The mortified tradesman’s tale is one of dozens of “bizarre and flimsy” excuses for filing late tax returns compiled by HM Revenue and Customs (HMRC) ahead of this year’s January 31 deadline.
He joined a trader who blamed his wife for refusing to hand over his mail and a farmer who gave a run-in with a cow as a reason for filing late on the list of odd appeals against HMRC fines – all of which failed to avoid penalties.
Elsewhere a London accountant told the revenue body he had been too tied up submitting his clients’s tax returns to get his own in on time and a working taxi driver said his bad back meant he could not go upstairs to fetch his tax documents.
HMRC’s director general of personal tax, Ruth Owen, said: “There will always be unforeseen events that mean a taxpayer could not file their tax return on time. However, your pet goldfish passing away isn’t one of them.

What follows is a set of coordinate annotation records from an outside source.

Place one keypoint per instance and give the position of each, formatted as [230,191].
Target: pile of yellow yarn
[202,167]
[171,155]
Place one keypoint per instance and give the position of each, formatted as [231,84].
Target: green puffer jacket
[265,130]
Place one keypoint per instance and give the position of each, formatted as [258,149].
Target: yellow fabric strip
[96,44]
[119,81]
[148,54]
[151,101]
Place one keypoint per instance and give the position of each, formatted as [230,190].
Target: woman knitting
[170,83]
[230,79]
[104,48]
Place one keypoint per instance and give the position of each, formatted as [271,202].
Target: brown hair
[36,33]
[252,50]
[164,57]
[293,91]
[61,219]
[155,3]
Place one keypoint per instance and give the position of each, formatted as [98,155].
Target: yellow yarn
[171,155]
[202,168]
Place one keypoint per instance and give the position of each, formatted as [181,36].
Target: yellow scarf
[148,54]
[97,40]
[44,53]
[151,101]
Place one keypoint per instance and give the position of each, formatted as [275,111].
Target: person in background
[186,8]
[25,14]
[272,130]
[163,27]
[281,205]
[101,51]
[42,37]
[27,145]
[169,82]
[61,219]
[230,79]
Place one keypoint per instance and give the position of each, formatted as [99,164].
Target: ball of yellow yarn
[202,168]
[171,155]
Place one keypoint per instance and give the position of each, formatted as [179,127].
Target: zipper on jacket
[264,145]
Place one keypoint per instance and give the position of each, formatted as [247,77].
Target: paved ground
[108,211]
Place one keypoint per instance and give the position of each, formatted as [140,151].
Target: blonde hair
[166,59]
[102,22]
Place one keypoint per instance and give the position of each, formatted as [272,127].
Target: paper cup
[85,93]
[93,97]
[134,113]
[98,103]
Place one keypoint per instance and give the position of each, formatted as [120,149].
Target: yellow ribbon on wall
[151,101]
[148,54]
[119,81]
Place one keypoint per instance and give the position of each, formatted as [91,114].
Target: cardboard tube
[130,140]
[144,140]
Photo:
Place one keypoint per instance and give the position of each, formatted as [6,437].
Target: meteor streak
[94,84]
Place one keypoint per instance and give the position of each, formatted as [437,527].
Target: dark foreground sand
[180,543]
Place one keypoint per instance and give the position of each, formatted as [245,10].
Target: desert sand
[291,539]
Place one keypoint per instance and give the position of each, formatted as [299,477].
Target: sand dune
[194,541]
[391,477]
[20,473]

“If you haven’t yet sent your 2012/13 tax return to HMRC, you need to do it online and pay the tax you owe by the end of January.”
Around 10.9m people are expected to fill out a Self Assessment return for the 2012/13 tax year.
With the January 31 tax return deadline for sending in those returns and paying any tax owed looming, those who still need to do this are being reminded that an initial £100 fixed penalty applies to late filers, even if there is no tax to pay or if the tax due is paid on time. This can be followed by additional fines.
To send an online return, people must be registered for HMRC online services. That involves getting an activation code by post, which will take a few days to arrive.